Foreign minister to Kim Jong-un, Ri Yong-ho, made a lethal threat previously unseen following Trump’s controversial appearance at the United Nations summit last month.
According to the Daily Mail, he said:
With his bellicose and insane statement at the United Nations, Trump, you can say, has lit the wick of a war against us.
We need to settle the final score, only with a hail of fire, not words.
Ri has previously labelled the US president as ‘President Evil’ amidst missile tests undertaken by the rogue nation.
One of those tests included an explosion of a hydrogen bomb.
We have almost reached the last point on the journey towards our final goal - to achieve a real balance of power with the United States.
Our principal position is that we will never agree to any talks in which our nuclear weapons will be the subject of negotiations.

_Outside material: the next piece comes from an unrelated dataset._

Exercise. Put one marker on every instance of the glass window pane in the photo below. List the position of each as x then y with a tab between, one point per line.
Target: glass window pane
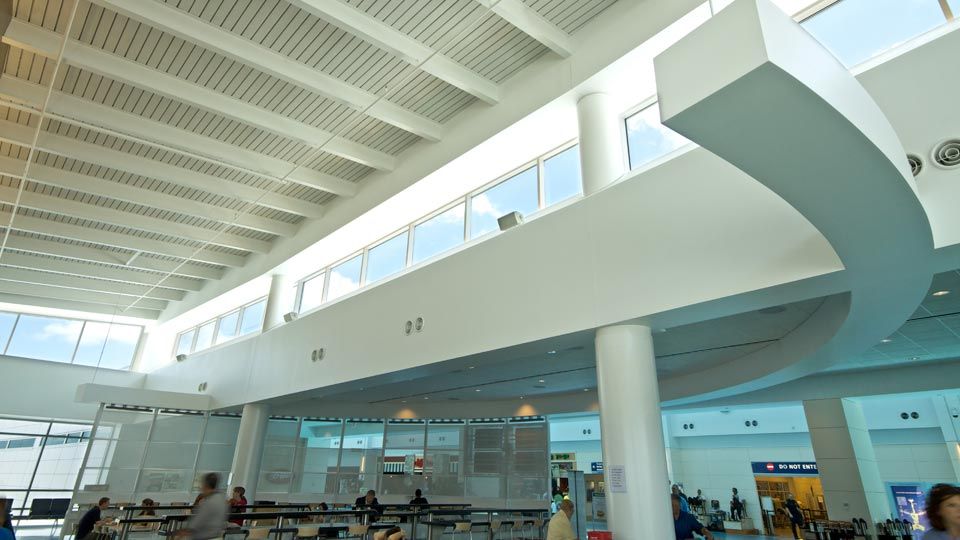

It was revealed last month residents of the US state of Hawaii had been told to prepare for a nuclear attack.
State authorities have warned citizens on the chain of islands they should have the same attitude towards preparing for a tsunami or hurricane as they should with a nuclear missile.
Gene Ward, State Representative, said younger Hawaiians were more worried than anyone else as this kind of stark warning has never confronted them before in their life, saying it’s ‘probably more surreal to younger generations.’
The Honolulu Civil Beat newspaper managed to snag a copy of the document handed out at the closed-door meeting.
It includes chapters to the tune of ‘Enhance missile launch notification process between US Pacific Command and the State Warning Point’ and ‘Publish a new "Ballistic Missile Threat Annex” to the State Emergency Operations Plan (underway).'
Hawaii will introduce a siren warning system next month.
President Donald Trump also announced he will visit Japan, China, South Korea, Vietnam, the Philippines, and Hawaii in November.
During Trump's visit, he's hoping to rally the country's neighbours into joining an economic sanctions campaign against North Korea.
Recently the Beijing commerce ministry ordered any North Korean business operating within China to cease trading by January 2018 - this includes any joint ventures with Chinese companies.
The international community is viewing this action as being critical when it comes to strengthening sanctions.
The US has previously criticised China for being lenient with the nuclear-obsessed nation.
China has been facing extra pressure, particularly from the US, as they are neighbours to North Korea and their greatest trading partner.
Previously, Beijing have banned various North Korean imports such as coal, seafood and iron ore.
It's not clear yet whether China's latest announcement will be made in regards to the exporting of crude oil - which makes up the vast majority of Chinese energy supplies to North Korea.